Aux soins intensifs, je n’oublierai jamais ce que j’ai vu en me tenant aux côtés de cette mère assise devant la chambre où son fils se mourait. Elle ne pouvait même pas le toucher car il était en isolement à cause de la COVID-19. Nous avons toutes deux souri lorsqu’elle m’a montré une vidéo sur son téléphone qu’elle avait prise le jour précédent. Il était heureux, apparemment en bonne santé, et s’amusait avec ses amis. Il était si plein de vie ! Le lendemain matin, on l’a retrouvé effondré. Il n’y avait plus rien à faire. La vie est fragile, injuste et pleine de chagrins. Mais la vie est bonne aussi, car de la douleur et de la rupture naît la guérison. Si vous avez vécu, alors vous avez pleuré et ri, vous avez connu des pertes et des gains, vous avez eu du chagrin et vous avez guéri. Et tout cela recommencera. De toutes expériences humaines, nous pouvons nous enrichir.

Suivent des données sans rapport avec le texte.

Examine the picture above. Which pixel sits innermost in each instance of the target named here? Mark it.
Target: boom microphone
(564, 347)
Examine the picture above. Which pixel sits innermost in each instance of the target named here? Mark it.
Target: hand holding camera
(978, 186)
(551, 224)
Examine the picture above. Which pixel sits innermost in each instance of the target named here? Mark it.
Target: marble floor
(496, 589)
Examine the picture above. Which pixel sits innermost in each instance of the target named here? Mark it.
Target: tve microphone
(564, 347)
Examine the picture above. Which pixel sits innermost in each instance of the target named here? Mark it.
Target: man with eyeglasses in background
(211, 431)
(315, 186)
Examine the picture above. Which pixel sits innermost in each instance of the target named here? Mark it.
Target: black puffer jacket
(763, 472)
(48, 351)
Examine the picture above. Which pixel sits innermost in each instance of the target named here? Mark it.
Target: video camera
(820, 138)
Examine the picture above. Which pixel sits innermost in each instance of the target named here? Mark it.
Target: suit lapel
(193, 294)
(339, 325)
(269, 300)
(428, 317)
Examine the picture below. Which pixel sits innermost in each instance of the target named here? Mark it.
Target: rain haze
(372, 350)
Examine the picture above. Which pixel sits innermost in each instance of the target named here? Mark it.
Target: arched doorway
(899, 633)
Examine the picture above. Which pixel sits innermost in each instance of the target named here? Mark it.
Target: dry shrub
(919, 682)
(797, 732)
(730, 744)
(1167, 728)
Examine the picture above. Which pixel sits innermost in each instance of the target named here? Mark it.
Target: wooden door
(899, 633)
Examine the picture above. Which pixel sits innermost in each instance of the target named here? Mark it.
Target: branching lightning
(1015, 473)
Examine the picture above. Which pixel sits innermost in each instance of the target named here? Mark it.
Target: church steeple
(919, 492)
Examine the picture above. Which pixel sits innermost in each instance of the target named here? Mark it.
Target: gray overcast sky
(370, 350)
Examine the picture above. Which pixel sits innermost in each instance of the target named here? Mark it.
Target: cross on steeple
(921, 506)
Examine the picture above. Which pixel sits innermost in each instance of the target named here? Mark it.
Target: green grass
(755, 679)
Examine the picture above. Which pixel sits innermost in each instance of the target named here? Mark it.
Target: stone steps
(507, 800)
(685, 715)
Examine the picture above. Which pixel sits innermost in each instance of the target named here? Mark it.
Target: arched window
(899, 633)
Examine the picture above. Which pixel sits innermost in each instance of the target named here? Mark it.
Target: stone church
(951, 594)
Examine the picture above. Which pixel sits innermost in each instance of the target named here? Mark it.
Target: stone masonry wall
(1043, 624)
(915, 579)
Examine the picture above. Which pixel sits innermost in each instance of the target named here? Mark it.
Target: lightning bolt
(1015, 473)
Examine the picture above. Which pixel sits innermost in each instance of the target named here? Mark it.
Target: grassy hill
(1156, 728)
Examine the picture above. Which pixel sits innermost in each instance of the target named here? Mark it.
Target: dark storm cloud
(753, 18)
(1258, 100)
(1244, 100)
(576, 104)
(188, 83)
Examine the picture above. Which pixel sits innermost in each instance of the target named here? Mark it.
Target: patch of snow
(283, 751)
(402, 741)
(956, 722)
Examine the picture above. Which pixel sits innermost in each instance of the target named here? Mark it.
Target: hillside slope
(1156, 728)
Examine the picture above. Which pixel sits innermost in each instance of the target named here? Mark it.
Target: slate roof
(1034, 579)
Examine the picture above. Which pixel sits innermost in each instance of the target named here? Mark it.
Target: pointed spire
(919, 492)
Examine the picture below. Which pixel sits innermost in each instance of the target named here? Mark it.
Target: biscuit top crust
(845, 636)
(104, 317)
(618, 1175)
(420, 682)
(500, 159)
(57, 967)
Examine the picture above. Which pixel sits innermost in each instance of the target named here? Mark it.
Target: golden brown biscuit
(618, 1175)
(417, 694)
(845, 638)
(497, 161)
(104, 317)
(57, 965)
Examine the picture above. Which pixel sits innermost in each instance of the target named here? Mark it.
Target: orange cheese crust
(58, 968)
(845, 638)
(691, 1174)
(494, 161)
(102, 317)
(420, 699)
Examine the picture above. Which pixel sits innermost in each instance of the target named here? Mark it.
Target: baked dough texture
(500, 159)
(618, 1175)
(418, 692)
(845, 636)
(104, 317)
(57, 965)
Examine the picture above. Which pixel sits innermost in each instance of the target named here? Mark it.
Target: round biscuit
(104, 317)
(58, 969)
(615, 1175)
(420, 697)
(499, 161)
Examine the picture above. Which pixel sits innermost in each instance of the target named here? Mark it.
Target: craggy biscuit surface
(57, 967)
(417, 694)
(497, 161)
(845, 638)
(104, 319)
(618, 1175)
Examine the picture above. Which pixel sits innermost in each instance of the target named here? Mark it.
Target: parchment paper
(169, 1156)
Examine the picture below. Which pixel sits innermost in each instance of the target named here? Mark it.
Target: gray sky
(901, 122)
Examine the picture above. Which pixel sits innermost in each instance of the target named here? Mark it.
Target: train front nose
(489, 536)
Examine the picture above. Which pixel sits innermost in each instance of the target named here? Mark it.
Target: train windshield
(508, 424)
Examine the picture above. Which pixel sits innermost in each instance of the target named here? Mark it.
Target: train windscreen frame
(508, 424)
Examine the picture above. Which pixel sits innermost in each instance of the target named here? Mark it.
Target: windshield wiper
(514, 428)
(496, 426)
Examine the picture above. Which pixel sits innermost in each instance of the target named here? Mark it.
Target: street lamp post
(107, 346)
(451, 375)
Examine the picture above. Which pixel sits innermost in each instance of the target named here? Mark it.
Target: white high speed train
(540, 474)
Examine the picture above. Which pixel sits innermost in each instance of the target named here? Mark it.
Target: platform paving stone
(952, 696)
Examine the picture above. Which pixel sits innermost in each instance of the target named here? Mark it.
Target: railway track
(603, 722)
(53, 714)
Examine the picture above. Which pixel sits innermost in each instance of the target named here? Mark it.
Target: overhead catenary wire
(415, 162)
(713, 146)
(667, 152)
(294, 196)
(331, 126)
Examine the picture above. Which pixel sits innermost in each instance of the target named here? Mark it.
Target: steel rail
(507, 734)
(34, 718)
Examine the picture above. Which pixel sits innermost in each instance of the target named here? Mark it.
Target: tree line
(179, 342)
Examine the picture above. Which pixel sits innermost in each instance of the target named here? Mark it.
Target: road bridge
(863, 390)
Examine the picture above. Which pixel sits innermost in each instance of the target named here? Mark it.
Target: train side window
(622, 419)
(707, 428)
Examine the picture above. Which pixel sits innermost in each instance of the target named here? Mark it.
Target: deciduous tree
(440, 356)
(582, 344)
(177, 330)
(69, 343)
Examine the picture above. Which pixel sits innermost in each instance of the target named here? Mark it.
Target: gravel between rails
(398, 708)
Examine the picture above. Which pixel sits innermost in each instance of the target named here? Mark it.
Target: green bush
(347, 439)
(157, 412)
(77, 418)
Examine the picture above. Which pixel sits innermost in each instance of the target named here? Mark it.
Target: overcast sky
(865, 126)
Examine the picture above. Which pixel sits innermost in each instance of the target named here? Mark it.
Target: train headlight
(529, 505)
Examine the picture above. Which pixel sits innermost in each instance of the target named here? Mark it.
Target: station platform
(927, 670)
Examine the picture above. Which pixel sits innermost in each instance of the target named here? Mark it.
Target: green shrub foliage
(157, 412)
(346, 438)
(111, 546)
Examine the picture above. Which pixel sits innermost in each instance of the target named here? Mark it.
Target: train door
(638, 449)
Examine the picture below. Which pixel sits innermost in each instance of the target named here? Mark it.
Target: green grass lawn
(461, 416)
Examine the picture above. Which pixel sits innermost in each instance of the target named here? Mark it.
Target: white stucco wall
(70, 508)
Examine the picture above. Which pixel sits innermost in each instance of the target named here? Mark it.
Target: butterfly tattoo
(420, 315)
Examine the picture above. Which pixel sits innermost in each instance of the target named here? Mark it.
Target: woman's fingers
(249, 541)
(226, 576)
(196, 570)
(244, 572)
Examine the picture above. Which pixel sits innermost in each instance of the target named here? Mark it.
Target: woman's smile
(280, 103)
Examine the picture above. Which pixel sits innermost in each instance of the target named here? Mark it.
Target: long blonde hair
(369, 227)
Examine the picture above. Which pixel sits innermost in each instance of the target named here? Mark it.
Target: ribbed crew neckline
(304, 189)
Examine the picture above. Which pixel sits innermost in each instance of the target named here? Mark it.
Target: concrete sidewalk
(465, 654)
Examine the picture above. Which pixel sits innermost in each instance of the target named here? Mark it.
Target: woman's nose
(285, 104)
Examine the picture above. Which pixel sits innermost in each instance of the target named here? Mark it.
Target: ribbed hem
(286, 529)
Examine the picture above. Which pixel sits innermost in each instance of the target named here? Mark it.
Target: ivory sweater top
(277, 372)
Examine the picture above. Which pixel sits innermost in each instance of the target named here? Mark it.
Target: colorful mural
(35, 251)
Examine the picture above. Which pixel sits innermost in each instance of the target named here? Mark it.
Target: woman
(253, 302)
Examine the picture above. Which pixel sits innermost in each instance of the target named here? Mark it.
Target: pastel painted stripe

À travers les hauts et les bas, à travers les peines et les douleurs, souvenons-nous que nous ne sommes jamais seuls. Dieu a dit à maintes reprises qu’il ne nous quittera jamais et qu’il ne nous abandonnera pas, quels que soient nos deuils ou nos douleurs (voir Gn 28.15 ; Jos 1.5 ; Dt 31.6 ; He 13.5). Bientôt, « Il essuiera toute larme de [nos] yeux, et la mort ne sera plus, et il n’y aura plus ni deuil, ni cri, ni douleur, car les premières choses ont disparu*. » (Ap 21.4)

C’est sur une telle toile de fond que nous osons vivre nos deuils, le cœur rempli d’espérance.

De Denny Rengifo, titulaire d’une maîtrise en pastorale de l’université Andrews et conseillère auprès des familles endeuillées de la collectivité et anime des groupes de soutien pour des personnes qui traversent le deuil.
Source : « La vie après le deuil », Dialogue 33 (2021/2), p. 24-25


* Sauf mention contraire, toutes les citations bibliques sont tirées de la version Louis Segond 1910.